2) Can you throw some light on the current indulgence in neural wearable device study which helps in crossover consumer and medical markets?

We have this un-precedented opportunity with the consumer market to basically study brain signals using big data techniques. We are building a platform which actually will interface with all these commercial hardware devices in the outside world that people buy to play with. We are building an interactive dashboard that people can use to look at their brains and understand what their brain is doing in different states and at the same time we are also de-identifying these people taking some demographic data and store that, trying to work to see if we can connect to some commercial company for the formation of a neural signal bank. Once it’s there, we will begin to correlate the two so that we can find the buyers’ market for neurological diseases in health. Sky is the limit once we create this data bank.
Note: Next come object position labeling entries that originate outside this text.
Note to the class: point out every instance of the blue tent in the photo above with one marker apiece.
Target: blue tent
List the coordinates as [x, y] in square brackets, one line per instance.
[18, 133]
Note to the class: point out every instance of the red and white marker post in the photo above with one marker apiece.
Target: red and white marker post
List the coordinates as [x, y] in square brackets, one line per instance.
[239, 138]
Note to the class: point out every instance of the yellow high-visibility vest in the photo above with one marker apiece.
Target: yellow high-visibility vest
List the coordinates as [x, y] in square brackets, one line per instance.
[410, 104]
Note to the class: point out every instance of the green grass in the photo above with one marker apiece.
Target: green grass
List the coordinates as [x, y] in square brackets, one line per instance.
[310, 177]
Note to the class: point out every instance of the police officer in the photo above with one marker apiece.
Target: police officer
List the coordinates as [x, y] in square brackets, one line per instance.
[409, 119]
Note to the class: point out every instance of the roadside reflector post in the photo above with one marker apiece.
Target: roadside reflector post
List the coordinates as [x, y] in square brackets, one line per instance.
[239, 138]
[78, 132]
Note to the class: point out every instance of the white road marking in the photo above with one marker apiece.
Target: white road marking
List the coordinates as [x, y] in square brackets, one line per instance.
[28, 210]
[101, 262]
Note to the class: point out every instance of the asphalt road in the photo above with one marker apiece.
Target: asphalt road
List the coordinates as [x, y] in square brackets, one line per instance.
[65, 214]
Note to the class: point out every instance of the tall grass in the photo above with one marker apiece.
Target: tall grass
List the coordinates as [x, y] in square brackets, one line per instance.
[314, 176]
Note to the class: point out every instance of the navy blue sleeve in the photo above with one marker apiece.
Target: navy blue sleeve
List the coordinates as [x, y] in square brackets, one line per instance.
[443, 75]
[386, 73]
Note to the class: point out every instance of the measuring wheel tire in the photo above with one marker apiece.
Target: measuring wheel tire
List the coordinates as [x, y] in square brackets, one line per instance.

3) How is Singularity University India Summit 2017 held in association with INK & In collaboration with Deloitte addressing the biggest challenges faced in towards time in regards to health and technological benefits to cure major issue in future?
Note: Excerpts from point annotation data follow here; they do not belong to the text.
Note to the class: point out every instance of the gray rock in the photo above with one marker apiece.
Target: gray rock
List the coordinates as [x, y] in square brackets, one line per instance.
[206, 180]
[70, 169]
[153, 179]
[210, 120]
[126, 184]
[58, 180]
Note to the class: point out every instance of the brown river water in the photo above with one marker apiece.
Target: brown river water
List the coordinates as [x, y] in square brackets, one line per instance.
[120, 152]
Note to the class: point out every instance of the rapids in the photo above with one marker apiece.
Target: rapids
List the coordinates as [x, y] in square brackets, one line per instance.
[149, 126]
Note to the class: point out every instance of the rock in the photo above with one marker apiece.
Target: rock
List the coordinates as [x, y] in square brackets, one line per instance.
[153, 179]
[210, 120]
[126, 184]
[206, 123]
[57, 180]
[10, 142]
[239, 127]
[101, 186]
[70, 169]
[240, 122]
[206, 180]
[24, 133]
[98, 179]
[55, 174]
There is an incredible amount of scientific and technological help concentrated in this country, yet there is a huge disparity between people who have and don’t have access things. The analogy is that some places that have been underserved are better served by piggy backing off the most exponential technology rather than trying and make the existing infrastructure better.

This summit is trying to give the message that lets’ immerse ourselves in the new cutting edge exponential technologies. Let’s try and think about how rather than just building a legacy system in India, we can evenly plan and demarketise access to things like healthcare and biotechnology to all people by just completely changing our mind-set about the technologies we use.  
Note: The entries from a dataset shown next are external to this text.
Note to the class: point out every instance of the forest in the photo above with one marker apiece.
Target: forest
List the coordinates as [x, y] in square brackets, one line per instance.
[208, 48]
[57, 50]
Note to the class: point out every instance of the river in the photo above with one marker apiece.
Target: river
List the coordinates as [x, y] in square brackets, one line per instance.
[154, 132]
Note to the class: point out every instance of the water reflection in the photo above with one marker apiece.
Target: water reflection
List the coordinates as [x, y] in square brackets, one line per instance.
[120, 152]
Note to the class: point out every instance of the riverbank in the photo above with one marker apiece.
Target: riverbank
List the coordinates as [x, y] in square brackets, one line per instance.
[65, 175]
This summit is trying to say that if you are into this sector, what you can do with all the technology that is already available in the market for the people who don’t have access.

4) How crucial is the role EEG in neurology domain? 

Electroencephalogram is like a telegram. Electro means recorded in electrical signals, encephalon means it’s based on the brain. So basically it’s a written record of the electrical signals coming from the brain. EEG records the signals from the surface of the brain. EEG is very helpful in studying how the brain is talking in real time but it also has a drawback which is its distance from the brain. It is very far from the real surface of the brain. It’s going through skin, muscles, fat and skull etc. It’s not directly touching the cells its recording from. We have versions of these EEG recordings based on the distance from the brain like E-Cag, which is literally stuck on the surface of the brain tissue and then we have the electric rays which we embed deep inside the tissue. The closer you get to the tissue, the better the signals are. So, EEG can be applied to any branch of neurology as everything you do with your brain gives an electrical signal. Now the question is if it’s the best technology for every single study application? It’s great! Like in my case it really helps in studying the transition levels of consciousness and if somebody is having a seizure it’s wonderful, but if you are identifying that person as being schizophrenic just by reading the electrical signals, you need kind of fancier stuff, some of the things that happen in your brain they are deep and the EEG tends to record what sounds in the surface, you need to bring in complimentary technology like MRI  and there what you do is you use a differential spin of basically blood within a magnet. When blood carries oxygen it has one spinstate, and blood carrying oxygen goes to cells that need oxygen and when it gives up the oxygen and leaves, it has a different spin. So the MRI is measuring spinstates. So complement these technologies with one another and in doing so you can study so many things in neurology. EEG doesn’t help me with one thing, it helps me with almost everything in neurology but you have to know the limitations. As time goes on, it is important to pick the best technique for the question.